Le Settimane
Sociali hanno rappresentato per i cattolici italiani,
nell'arco di un secolo, l'opportunità di offrire un
apporto di pensiero, spesso profondo e originale, sui
problemi che via via emergevano nel Paese, alla luce del
magistero della Chiesa. Iniziate nel 1907 e proseguite
fino al 1934, con una sospensione di sette anni durante
la prima guerra mondiale, dopo la parentesi fascista e
della seconda guerra mondiale ripresero con la XIX nel
settembre 1945.
Con il tema
«Costituzione e Costituente» si voleva promuovere, da.

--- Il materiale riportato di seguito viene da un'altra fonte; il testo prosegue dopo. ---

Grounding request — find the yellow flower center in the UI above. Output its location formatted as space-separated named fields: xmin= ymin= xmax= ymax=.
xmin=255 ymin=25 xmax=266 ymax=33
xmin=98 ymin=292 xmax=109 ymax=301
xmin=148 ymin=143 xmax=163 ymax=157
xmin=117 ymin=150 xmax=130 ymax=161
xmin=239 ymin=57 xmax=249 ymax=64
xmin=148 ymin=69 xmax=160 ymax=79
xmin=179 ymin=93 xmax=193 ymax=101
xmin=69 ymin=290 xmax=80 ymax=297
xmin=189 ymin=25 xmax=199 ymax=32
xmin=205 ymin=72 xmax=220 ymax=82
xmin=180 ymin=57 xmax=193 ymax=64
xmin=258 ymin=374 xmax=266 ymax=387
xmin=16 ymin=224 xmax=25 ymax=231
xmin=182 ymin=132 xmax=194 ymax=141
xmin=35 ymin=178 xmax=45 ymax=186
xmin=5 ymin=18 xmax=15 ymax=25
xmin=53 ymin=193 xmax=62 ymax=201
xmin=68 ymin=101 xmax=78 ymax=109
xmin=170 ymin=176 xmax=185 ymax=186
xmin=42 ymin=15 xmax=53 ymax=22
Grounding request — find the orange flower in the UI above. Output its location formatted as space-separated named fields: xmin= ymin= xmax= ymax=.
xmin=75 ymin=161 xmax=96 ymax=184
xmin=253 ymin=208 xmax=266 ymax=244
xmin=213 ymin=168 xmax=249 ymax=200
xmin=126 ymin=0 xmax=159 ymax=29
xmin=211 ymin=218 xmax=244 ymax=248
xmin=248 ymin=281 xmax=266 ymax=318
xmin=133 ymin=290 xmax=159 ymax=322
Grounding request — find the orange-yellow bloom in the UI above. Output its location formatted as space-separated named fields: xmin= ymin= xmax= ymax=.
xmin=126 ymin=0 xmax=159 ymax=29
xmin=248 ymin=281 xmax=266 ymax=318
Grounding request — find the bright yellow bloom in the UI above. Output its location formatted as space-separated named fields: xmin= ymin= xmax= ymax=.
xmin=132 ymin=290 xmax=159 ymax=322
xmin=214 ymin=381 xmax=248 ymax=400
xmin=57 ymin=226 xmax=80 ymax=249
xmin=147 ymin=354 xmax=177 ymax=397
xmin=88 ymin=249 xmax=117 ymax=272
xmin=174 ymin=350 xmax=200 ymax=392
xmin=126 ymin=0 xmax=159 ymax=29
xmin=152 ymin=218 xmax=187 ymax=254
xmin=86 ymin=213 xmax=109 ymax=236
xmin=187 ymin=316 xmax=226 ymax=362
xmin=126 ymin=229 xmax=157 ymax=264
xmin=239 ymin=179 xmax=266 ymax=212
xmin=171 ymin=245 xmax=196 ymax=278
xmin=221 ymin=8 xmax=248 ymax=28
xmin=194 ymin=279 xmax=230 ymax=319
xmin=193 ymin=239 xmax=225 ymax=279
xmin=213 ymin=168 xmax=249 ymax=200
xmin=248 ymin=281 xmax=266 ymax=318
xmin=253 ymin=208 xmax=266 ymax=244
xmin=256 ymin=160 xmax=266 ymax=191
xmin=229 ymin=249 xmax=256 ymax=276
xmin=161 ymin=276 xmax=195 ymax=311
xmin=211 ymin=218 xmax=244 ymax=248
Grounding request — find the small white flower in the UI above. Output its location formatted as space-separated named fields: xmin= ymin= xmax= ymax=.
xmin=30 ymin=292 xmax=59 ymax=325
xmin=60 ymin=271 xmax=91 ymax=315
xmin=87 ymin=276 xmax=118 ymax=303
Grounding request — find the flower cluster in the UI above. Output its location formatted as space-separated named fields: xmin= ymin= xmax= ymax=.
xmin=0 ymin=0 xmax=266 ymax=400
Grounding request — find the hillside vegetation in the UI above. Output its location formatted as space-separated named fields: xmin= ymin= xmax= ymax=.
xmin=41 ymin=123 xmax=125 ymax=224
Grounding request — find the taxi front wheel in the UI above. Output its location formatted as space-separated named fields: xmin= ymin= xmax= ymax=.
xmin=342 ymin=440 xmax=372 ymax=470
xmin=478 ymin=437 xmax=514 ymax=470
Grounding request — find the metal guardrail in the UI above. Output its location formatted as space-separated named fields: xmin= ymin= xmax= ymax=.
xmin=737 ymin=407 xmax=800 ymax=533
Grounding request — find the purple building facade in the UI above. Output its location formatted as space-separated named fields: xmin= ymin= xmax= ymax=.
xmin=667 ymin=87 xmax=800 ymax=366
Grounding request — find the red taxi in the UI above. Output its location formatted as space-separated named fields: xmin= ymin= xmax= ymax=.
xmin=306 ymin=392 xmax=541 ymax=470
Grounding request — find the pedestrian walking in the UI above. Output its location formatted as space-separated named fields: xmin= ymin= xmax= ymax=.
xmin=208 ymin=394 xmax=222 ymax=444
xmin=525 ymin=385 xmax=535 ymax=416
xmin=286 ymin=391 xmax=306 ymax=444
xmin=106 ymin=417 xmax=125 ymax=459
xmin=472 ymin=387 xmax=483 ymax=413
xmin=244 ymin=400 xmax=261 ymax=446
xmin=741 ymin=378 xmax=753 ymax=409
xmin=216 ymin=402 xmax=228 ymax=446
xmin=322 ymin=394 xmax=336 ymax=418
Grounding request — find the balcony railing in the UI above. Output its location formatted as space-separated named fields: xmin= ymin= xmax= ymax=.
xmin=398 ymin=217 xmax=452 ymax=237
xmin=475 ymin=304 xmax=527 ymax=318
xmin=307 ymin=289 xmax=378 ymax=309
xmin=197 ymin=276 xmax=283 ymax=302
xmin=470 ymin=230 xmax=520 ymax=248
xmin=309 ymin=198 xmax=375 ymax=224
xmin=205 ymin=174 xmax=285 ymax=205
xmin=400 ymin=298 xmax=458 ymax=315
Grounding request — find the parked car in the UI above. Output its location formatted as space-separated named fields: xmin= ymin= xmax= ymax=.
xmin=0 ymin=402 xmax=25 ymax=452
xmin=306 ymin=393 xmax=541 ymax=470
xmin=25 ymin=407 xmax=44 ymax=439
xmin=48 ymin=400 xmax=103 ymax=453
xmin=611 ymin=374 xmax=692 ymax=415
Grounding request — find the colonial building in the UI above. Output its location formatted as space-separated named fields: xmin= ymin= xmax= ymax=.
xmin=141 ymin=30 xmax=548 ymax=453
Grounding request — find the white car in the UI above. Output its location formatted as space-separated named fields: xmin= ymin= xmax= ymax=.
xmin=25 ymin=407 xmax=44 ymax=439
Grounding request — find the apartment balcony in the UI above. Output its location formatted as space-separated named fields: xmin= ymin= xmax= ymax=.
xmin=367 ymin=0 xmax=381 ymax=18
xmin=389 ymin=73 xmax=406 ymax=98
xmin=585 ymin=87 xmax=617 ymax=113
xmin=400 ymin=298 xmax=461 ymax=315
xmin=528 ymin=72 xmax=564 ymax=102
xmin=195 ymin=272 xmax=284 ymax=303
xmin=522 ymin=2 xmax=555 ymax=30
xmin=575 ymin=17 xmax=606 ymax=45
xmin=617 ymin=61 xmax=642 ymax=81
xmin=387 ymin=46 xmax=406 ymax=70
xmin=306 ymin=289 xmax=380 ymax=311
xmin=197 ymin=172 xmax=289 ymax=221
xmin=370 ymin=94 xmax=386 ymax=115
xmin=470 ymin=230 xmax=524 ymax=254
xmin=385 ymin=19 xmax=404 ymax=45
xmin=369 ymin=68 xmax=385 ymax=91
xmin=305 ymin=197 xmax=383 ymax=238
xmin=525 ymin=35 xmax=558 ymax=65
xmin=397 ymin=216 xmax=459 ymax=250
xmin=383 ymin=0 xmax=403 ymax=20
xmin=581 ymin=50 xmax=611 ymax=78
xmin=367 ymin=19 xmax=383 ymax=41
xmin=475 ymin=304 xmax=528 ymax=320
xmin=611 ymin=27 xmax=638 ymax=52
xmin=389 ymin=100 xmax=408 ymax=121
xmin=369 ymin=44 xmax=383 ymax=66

parte dell'intellighenzia cattolica, una attenta
riflessione sulla questione costituzionale che si
sarebbe aperta dopo il referendum istituzionale del 2
giugno 1946. Gli Atti della Settimana Sociale di
Firenze, apparsi nel 1946, unitamente al Codice di
Camaldoli, rappresentarono un punto di riferimento
importante per i cattolici eletti all'Assemblea
Costituente e offrirono un contributo di pensiero che
risulterà poi largamente recepito nella Carta
Costituzionale.
La ristampa
dell'opera, nella sua struttura essenziale, rappresenta
oggi l'invito a tornare alle fonti della Costituzione e
a riscoprire i valori su cui essa è fondata. Ma
rappresenta al tempo stesso anche l'invito a comprendere
la necessità di un maggiore impegno nel momento attuale,
in particolare da parte di chi si richiama ai valori
evangelici, al fine di promuovere un rafforzamento del
tessuto connettivo della società nazionale, il recupero
del senso di appartenenza e l'elaborazione di collanti
forti che alimentino il vivere civile.